Erdeman Properties Limited v KCB Bank Limited [2023] KEHC 26954 (KLR)
Full Case Text
Erdeman Properties Limited v KCB Bank Limited (Commercial Case E208 of 2022) [2023] KEHC 26954 (KLR) (Commercial and Tax) (15 December 2023) (Ruling)
Neutral citation: [2023] KEHC 26954 (KLR)
Republic of Kenya
In the High Court at Nairobi (Milimani Commercial Courts)
Commercial and Tax
Commercial Case E208 of 2022
DO Chepkwony, J
December 15, 2023
Between
Erdeman Properties Limited
Plaintiff
and
Kcb Bank Limited
Defendant
Ruling
1. This ruling relates to the Plaintiff’s/Applicant’s Notice of Motion application dated 7th June, 2023, which substantively seeks an order of temporary injunction restraining the Defendant/Respondent, its agents, employees, servants or any other person or entity claiming through it from downgrading, interfering with the credit rating and listing or in anyway whatsoever, interfering with the Plaintiffs loan Account Number AA19239CV505 at the Defendant Bank pending the determination of the suit herein.

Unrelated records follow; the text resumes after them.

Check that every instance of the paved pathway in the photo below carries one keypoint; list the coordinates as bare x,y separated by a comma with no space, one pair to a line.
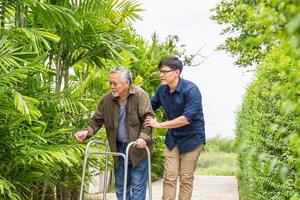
205,188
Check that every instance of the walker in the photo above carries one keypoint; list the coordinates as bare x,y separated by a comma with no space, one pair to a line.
108,153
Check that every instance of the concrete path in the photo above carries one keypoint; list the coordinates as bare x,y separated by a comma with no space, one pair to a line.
205,188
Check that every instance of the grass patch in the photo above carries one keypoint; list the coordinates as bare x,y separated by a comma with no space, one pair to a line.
217,163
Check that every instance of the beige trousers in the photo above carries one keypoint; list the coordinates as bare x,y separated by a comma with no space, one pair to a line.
182,166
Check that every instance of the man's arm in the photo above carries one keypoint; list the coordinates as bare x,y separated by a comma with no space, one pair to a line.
144,110
94,125
175,123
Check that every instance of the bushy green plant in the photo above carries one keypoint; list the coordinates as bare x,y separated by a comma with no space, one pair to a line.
266,128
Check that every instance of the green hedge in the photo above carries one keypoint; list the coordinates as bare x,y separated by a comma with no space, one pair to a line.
268,127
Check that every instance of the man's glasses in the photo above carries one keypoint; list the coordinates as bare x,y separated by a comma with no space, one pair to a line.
164,72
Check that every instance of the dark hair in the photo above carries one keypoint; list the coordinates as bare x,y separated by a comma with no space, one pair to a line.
172,62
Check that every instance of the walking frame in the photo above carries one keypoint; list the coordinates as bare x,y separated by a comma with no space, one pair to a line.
107,153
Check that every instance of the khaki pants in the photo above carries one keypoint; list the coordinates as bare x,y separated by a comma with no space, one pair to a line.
182,165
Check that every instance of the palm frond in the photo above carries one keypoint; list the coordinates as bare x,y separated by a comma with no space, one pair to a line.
53,15
11,56
26,105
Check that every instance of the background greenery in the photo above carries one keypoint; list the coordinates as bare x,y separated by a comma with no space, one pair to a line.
54,60
219,157
266,34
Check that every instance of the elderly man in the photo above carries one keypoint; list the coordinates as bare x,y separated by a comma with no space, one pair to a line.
123,111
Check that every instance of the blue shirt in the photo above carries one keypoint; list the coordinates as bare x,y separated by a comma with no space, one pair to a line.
184,101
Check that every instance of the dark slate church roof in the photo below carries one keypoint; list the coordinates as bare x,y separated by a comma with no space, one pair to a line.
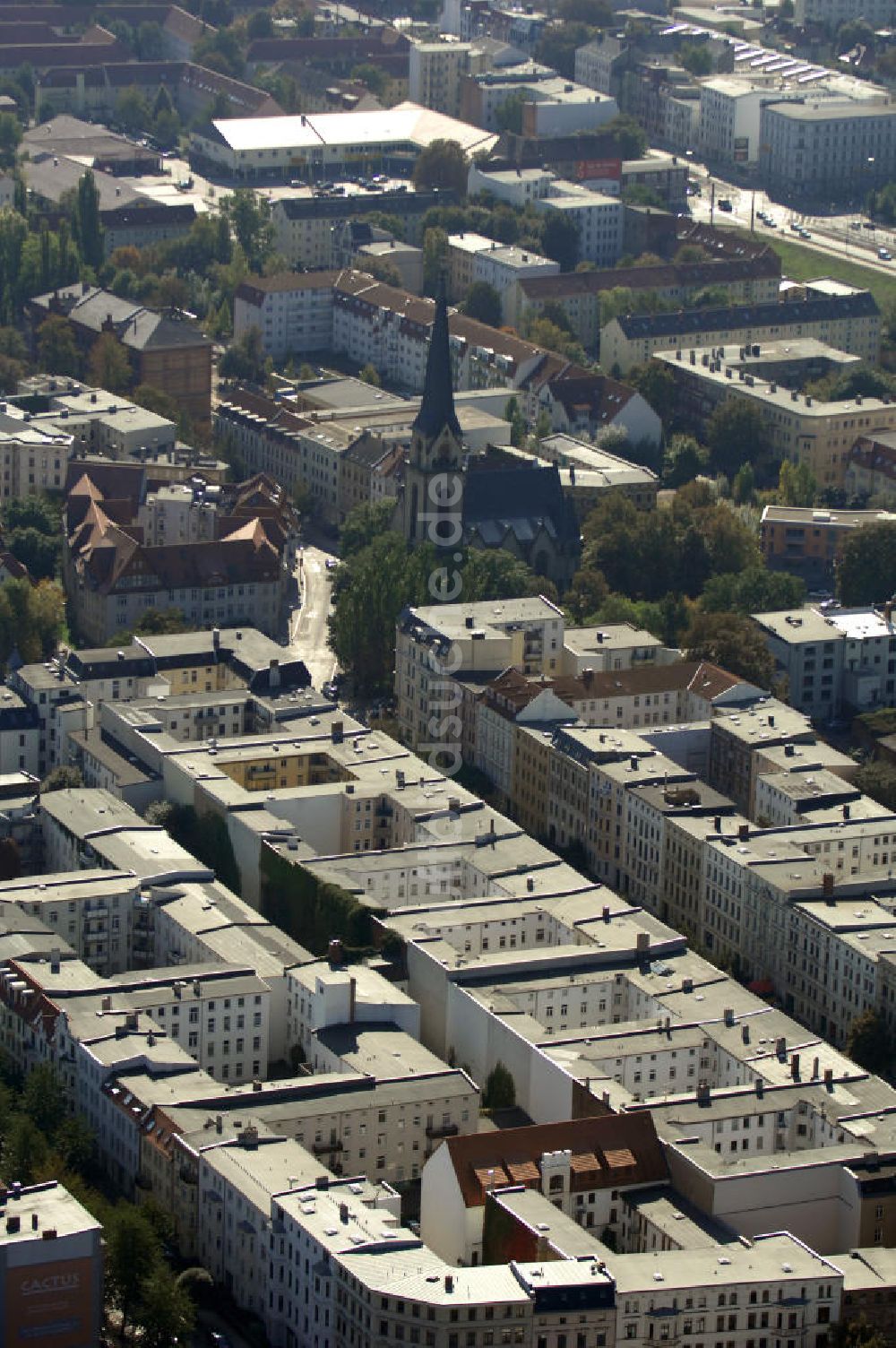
518,500
436,409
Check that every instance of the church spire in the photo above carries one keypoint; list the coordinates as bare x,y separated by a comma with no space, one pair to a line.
436,409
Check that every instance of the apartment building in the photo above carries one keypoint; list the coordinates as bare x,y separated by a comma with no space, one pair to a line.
585,1169
849,323
807,540
834,660
871,468
797,427
306,222
332,142
293,315
51,1265
745,280
436,641
826,146
831,13
435,72
475,258
597,216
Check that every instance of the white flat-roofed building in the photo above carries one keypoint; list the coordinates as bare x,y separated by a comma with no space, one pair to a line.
828,146
833,658
323,994
475,258
776,1283
50,1266
597,216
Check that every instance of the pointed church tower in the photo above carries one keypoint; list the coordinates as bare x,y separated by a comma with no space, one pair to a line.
435,444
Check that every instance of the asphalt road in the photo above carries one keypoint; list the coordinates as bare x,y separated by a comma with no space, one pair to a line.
307,625
833,236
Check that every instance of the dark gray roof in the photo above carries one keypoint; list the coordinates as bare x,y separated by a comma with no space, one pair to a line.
135,326
521,502
749,315
436,407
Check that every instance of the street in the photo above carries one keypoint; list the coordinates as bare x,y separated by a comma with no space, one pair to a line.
307,625
831,235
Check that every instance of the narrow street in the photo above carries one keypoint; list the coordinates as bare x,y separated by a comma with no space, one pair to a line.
307,623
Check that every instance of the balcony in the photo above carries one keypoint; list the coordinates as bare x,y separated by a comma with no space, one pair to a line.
442,1130
332,1145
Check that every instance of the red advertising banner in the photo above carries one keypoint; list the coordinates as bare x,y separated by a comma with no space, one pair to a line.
588,168
50,1304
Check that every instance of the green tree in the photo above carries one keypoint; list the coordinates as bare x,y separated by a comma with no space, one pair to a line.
871,1045
259,24
484,304
246,359
364,523
43,1099
56,347
752,591
879,781
150,42
62,778
165,1309
38,551
109,366
434,259
657,385
866,566
500,1088
85,225
556,46
695,56
508,115
795,484
630,138
733,642
134,1252
542,332
561,238
744,484
162,620
442,163
133,111
736,435
24,1150
163,404
249,216
682,462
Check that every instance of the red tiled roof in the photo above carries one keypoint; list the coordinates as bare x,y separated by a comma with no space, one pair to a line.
613,1141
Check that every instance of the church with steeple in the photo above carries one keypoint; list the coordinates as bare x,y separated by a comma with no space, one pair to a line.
492,499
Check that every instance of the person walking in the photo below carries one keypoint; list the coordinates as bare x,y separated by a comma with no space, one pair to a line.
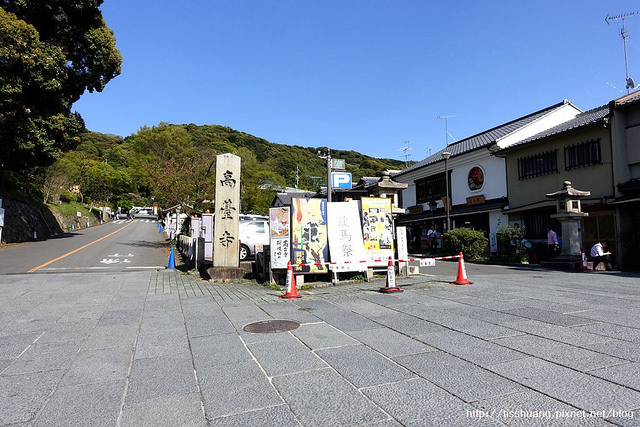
599,255
552,242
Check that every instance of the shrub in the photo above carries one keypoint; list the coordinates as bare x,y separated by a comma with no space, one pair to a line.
471,243
510,243
67,196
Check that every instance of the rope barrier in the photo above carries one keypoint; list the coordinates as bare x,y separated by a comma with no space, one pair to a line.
318,264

2. The grounds in support of the application as adduced on its face and reproduced in the affidavit of Zeyun Yang, the Applicant’s Director sworn on 7th June, 2022 and further Affidavit of Mr. Zeyun sworn on 28th October, 2022 is that; sometimes between the year 2015 to 2018; the Plaintiff obtained credit facilities from the Respondent to a tune of Kshs.1. 84 Billion to finance its construction projects including the Great Wall Gardens 1 Project on LR No 27317/2 in Athi River. That the Plaintiff met all its loan repayment obligations until 12th March, 2020 when its operations dwindled due to disruptions by Covid-19 Pandemic and the Plaintiff was forces to close down its sites and the uptake of the apartments or units drastically slowed down. The parties engaged and agreed to restructure the loan facilities and to give and obtain moratoriums on principals and interest at various times of the existence of the fiduciary relationship noting the economic situation in the country and world over on the basis of mutual understanding between the parties.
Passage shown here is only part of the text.